In some cases, one or more reinforcement regions 310 include a
thermoplastic material that is heated during the manufacturing
process to change the textile characteristics within the regions.
In some cases, the yarn used in one or more regions of the upper
portion include a coating (e.g., resin) or one or more fibers
formed of a thermoplastic material. In some cases a film that
includes a thermoplastic material is applied to one or more regions
as part of the manufacturing process. The region may be heated as
part of the manufacturing process, for example after the upper
portion is constructed, to change textile characteristics of the
region. The reinforcement regions 310d and 310e may be heated
during the manufacturing process to activate (e.g., melt) the
thermoplastic material to change the textile characteristics of the
regions. In some cases, the thermoplastic material increases a
stiffness, abrasive strength, burst strength, and/or tensile
strength of the region(s) (e.g., reinforcement regions 310) to
which it is applied. For example, in some cases, the thermoplastic
materials may help to resist the force applied by the shoelace 150
to reduce stretching of the reinforcement regions 310b and 310c.
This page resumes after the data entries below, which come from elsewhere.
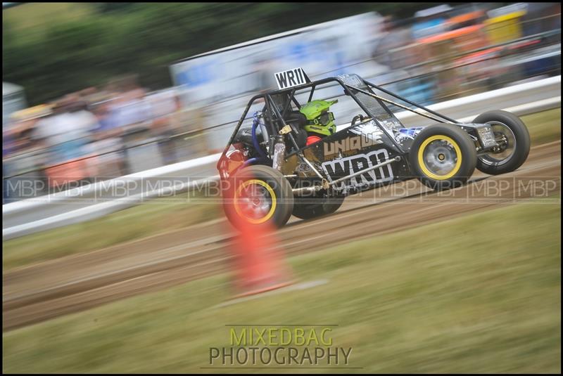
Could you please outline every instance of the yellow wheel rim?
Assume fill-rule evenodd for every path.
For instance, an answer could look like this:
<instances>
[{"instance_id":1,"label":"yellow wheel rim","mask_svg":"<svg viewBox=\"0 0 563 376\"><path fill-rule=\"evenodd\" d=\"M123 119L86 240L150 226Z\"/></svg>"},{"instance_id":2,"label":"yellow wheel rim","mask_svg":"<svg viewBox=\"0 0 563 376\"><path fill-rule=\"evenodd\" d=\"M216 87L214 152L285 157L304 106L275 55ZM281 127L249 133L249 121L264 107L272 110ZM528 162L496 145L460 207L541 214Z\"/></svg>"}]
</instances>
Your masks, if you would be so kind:
<instances>
[{"instance_id":1,"label":"yellow wheel rim","mask_svg":"<svg viewBox=\"0 0 563 376\"><path fill-rule=\"evenodd\" d=\"M455 150L455 154L457 160L455 161L455 164L454 164L453 167L447 173L443 174L438 174L435 172L430 171L426 165L426 162L424 158L424 151L426 150L428 145L436 141L445 141L448 143L450 144L454 150ZM438 160L439 161L443 161L445 157L443 154L438 154L436 156L436 159ZM460 148L460 145L457 145L457 143L454 141L450 137L448 137L447 136L443 136L441 134L438 134L436 136L431 136L424 140L422 142L422 144L420 145L420 148L418 149L418 164L420 167L420 169L422 170L422 172L429 178L431 178L434 180L447 180L454 175L455 175L458 171L460 171L460 168L462 166L462 150Z\"/></svg>"},{"instance_id":2,"label":"yellow wheel rim","mask_svg":"<svg viewBox=\"0 0 563 376\"><path fill-rule=\"evenodd\" d=\"M258 185L265 188L266 191L268 193L270 198L272 199L272 205L270 207L270 210L268 211L267 213L266 213L265 215L264 215L260 218L252 218L251 216L248 216L248 215L246 215L245 212L248 212L248 210L244 210L241 205L241 193L242 193L243 190L247 190L248 187L250 187L253 184ZM260 197L260 198L264 198L264 197ZM245 197L245 199L247 200L247 207L248 207L249 206L248 204L248 200L252 200L253 198ZM274 192L274 190L272 189L272 187L270 187L267 183L262 180L250 179L247 180L246 181L239 186L239 188L236 189L236 192L234 196L234 209L236 212L236 214L239 214L239 216L243 218L246 221L251 223L253 224L263 223L264 222L272 218L272 216L274 215L274 212L276 211L276 205L277 205L276 201L277 201L276 193Z\"/></svg>"}]
</instances>

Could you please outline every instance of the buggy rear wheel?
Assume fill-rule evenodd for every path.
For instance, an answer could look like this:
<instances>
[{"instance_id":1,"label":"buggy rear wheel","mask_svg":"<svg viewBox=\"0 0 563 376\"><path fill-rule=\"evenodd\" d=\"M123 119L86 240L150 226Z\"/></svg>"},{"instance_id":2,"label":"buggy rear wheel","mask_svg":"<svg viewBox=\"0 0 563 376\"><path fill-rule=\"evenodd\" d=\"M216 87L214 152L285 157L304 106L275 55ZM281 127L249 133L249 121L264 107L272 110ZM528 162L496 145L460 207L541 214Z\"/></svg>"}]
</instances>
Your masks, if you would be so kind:
<instances>
[{"instance_id":1,"label":"buggy rear wheel","mask_svg":"<svg viewBox=\"0 0 563 376\"><path fill-rule=\"evenodd\" d=\"M530 134L519 117L500 110L484 112L474 123L491 126L500 148L479 155L477 169L489 175L512 172L528 158L530 153Z\"/></svg>"},{"instance_id":2,"label":"buggy rear wheel","mask_svg":"<svg viewBox=\"0 0 563 376\"><path fill-rule=\"evenodd\" d=\"M228 180L223 192L225 215L234 227L283 226L293 209L291 186L277 170L250 166Z\"/></svg>"},{"instance_id":3,"label":"buggy rear wheel","mask_svg":"<svg viewBox=\"0 0 563 376\"><path fill-rule=\"evenodd\" d=\"M409 155L412 171L436 190L464 184L477 162L475 144L459 127L438 124L426 127L412 142Z\"/></svg>"}]
</instances>

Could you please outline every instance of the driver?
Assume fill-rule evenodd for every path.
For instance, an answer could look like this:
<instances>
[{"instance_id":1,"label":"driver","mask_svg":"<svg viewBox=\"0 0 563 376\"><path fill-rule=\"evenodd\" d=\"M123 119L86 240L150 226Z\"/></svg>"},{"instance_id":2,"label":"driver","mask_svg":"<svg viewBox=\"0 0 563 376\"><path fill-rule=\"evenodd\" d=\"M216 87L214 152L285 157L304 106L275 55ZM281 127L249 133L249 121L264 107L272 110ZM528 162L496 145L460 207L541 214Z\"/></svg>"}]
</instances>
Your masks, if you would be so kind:
<instances>
[{"instance_id":1,"label":"driver","mask_svg":"<svg viewBox=\"0 0 563 376\"><path fill-rule=\"evenodd\" d=\"M301 107L299 112L305 115L307 122L303 129L307 131L306 145L321 141L324 137L336 132L334 115L329 111L335 101L312 101Z\"/></svg>"}]
</instances>

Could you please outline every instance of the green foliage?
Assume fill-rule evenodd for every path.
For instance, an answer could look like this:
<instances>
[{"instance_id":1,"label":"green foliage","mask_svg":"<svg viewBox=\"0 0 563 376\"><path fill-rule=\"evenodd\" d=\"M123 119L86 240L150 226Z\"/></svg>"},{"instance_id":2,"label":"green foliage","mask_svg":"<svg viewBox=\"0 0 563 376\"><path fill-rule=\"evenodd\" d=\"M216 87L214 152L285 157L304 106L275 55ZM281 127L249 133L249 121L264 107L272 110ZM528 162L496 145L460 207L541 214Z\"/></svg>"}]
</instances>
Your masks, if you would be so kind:
<instances>
[{"instance_id":1,"label":"green foliage","mask_svg":"<svg viewBox=\"0 0 563 376\"><path fill-rule=\"evenodd\" d=\"M101 3L89 15L23 30L6 17L15 7L3 17L2 79L23 86L30 105L131 73L161 89L171 85L169 65L182 58L354 14L407 17L435 4Z\"/></svg>"}]
</instances>

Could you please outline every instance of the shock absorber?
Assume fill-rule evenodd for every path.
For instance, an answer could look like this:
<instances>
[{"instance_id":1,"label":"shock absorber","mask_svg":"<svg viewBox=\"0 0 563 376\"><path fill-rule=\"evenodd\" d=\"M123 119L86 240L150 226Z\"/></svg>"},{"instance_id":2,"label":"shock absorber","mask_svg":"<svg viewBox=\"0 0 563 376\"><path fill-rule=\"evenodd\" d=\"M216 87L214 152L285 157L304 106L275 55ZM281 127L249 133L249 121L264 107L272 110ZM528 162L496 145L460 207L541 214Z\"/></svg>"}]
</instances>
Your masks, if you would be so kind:
<instances>
[{"instance_id":1,"label":"shock absorber","mask_svg":"<svg viewBox=\"0 0 563 376\"><path fill-rule=\"evenodd\" d=\"M286 155L286 144L284 142L284 136L278 134L276 136L276 142L274 145L274 158L272 161L272 167L282 171L282 167L284 164L284 157Z\"/></svg>"}]
</instances>

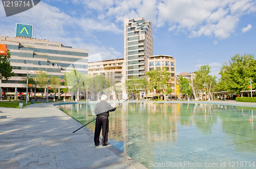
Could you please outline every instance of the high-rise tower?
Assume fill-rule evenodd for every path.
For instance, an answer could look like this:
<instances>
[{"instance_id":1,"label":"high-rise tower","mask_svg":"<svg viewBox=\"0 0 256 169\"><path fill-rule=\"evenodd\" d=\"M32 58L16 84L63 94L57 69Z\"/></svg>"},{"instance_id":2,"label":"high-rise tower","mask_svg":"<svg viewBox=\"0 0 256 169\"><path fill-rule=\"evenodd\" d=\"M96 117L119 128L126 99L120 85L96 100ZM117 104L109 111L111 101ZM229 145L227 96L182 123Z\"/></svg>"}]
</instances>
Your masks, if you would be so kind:
<instances>
[{"instance_id":1,"label":"high-rise tower","mask_svg":"<svg viewBox=\"0 0 256 169\"><path fill-rule=\"evenodd\" d=\"M143 18L124 19L124 57L125 78L145 77L146 61L153 55L152 22Z\"/></svg>"}]
</instances>

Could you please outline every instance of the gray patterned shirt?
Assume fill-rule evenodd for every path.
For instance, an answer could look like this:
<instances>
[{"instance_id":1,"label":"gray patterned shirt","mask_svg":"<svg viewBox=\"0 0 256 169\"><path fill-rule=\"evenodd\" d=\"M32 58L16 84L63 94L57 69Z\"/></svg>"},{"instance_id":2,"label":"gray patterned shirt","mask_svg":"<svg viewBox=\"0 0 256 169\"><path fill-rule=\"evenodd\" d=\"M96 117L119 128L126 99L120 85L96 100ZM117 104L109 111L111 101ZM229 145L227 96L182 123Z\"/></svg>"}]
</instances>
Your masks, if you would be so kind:
<instances>
[{"instance_id":1,"label":"gray patterned shirt","mask_svg":"<svg viewBox=\"0 0 256 169\"><path fill-rule=\"evenodd\" d=\"M96 104L94 108L94 113L97 116L106 116L109 117L109 112L113 111L116 110L115 107L112 107L110 103L105 101L101 100Z\"/></svg>"}]
</instances>

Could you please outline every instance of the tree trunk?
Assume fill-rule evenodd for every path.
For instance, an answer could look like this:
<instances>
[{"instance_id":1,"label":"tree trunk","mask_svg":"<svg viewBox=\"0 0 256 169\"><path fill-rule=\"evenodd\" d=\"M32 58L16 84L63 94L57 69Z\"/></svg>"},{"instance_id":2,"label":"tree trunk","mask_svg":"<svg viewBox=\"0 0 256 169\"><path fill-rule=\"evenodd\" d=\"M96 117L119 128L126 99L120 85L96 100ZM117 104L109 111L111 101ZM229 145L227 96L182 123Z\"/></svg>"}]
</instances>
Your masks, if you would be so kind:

Example thermoplastic materials include ethylene vinyl acetates
(EVAs), polyamides, polyesters, and polyurethanes.
In some embodiments, the thermoplastic material, when melted, may
fill spaces between loops within the knit pattern of the upper
portion 110. In some cases, the thermoplastic material, when
melted, may coat and/or be absorbed into the yarn and/or fibers
forming the knit textile. Once the knit textile is cooled, the
textile properties of the region(s) containing the thermoplastic
material may differ from those other regions of the shoe 100. For
example, the thermoplastic material may reduce bending or
stretching of the knit textile to increase a stiffness, tensile
strength, and or burst strength of the material. Similarly, the
thermoplastic material may bond to, coat, or otherwise form a
barrier around the textile and/or the yarn or fibers within the
textile to prevent abrasion or other damage. In various
embodiments, the thermoplastic material may not substantially
change an appearance of the knit textile. For example, the
thermoplastic material may not be visible once it has been melted
into the knit textile. The thermoplastic material may be designed
to melt or flow at temperatures above normal environmental
temperatures, but below where the other materials in the upper
portion 110 would scorch or burn.
In some cases, the upper portion 110 is heated to a temperature
between 220 degrees Celsius and 300 degrees Celsius to activate
(e.g., melt) the thermoplastic material, for example using a steam
iron. Once the upper portion 110 cools to a temperature between 150
degrees Celsius and 220 degrees Celsius, the thermoplastic material
is integrated into the upper portion, and the upper portion may be
heated to a temperature between 200 degrees Celsius and 220 degrees
Celsius without re-melting the thermoplastic material or causing
the textile properties of the upper portion to be further
changed.
In some cases, two or more of the reinforcement regions 310, have
the same textile properties as one another. As shown in FIG. 3A, a
reinforcement region may be adjacent to and/or contiguous with one
or more other reinforcement regions. In various embodiments, the
border between regions (e.g., reinforcement regions and/or flex
regions) having different textile properties may be a distinct
border in which the textile properties transition across a
relatively small distance (e.g., 0.5 mm-1 mm) or a gradual border
in which the textile properties change across a relatively long
distance (e.g., 1 mm-10 mm). In either case, the border may be
visible or invisible. In some cases, different textile properties
may change across different distances.
Traditional methods for achieving desired bursting strength or
other characteristics may include adding a separate component to a
surface or between layers of the upper portion 110. In contrast,
varying the textile properties of a continuous textile that forms
the upper portion 110 avoids having multiple seams which may cause
discomfort to a wearer of the shoe 100, and especially a wearer
wearing the shoe without socks. Additionally, avoiding having a
separate component reduces possible failure points (e.g., seams)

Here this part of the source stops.